Data visualizations are meant to make a dataset easier to understand. Unfortunately, some data visualizations make it more difficult by obscuring the overall view of the dataset. Generally, the more visual elements you add to a data visualization (different colors, 3D views, a third axis), the more difficult the visualization is to understand. Simple visualizations are easier to understand for a general audience. Be intentional about what visual elements you choose to include in your graph.

Keep in the mind the following points while you're creating your visualization. 

  • Clearly label all elements of your visualization, including the title, axes, legend, or any trend lines.
  • In a bar chat, your numeric axis should ALWAYS start at 0. Starting at a higher number distorts the view of the visualization by making differences seem a lot larger (see this example). 
  • Colors incite feelings, and can make your data visualization more or less effective accordingly. Check out this guide on using color in data visualization for examples. The colors you choose will depend on what type of data you’re using, the tone you’re going for, and how your colors mesh with the rest of the design choices you make. 
  • When using color, make sure your colors are accessible to those with low vision or colorblindness. Use this contrast checker to check that your text and colors are easily readable.

 

an example bar chart with clearly labeled title, axes, and legend. always start your numeric axis at 0.

Bar and Pie Charts

Bar and pie charts are useful for showing how much of any given category exists. An example might be a class survey of who has siblings and how many they have.
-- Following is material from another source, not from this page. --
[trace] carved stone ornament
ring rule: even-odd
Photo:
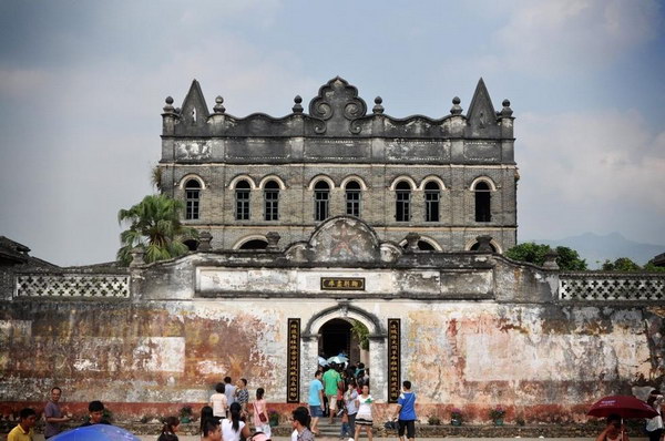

The bar chart will show the differences in these categories, while the pie chart will show which percentage of the whole has 0 siblings, 1 sibling, and so on. 

bar chart showing how many students have each number of siblings. x-axis labeled: number of siblings. y-axis labeled: number of students. title: how many siblings do our students have? a sample pie chart showing how many siblings students have. 41.7% have 1 sibling, 27.8 have 2, 16.7 have 3, 5.6 have 4, 8.3 have 0.

For bar charts:

  • Always start the numeric axis at zero. If your chart doesn't show differences clearly enough without starting the axis at a higher number, consider a different type of chart. 
  • If you use color, consider accessibility (covered above) and make sure you include the meaning of the colors in a legend on the chart. Color should not be your only way of distinguishing categories. 

For pie charts:

  • Only use a pie chart when you want to show parts of a whole. In our example, the pie chart would show the entire class with segments representing the size of each group.  
  • Because pie charts represent a whole, they are best used for percentages. The total percentage should never be more than 100%! 
  • Start with your largest slices first (at 12 o'clock). In the US, people intuitively want to read these left to right or clockwise. 

Line Charts

Line charts are an excellent choice for showing changes in data over time. Consider how your data points are connected by the line -- data visualization software will by default draw the shortest line between any two data points, which can create confusion if data is missing. 

Things to consider:

  • If your data is all over the place (i.e., very high some years and very low other years), consider adding a trend line to show the general change in the data over time. Programs like Excel and Tableau will have this formula built in, but other programs may require you to do the calculation yourself. 
  • You can add additional lines to show other categories. Use color and labels to distinguish them. 
  • If data for some time periods is missing, that should be reflected in your chart with a missing segment of the line. Otherwise, the line will connect between the two present data points, which will make it seem as if there is a data point for the missing segment. 
  • To add greater distinction to your data points, consider creating a stepped line chart.

Scatter Plots

Scatter plots show correlation between variables; each variable is mapped on the x or y axis, and a dot represents where they correlate. See the example below showing the correlation between the duration of Old Faithful eruptions and the time between eruptions. 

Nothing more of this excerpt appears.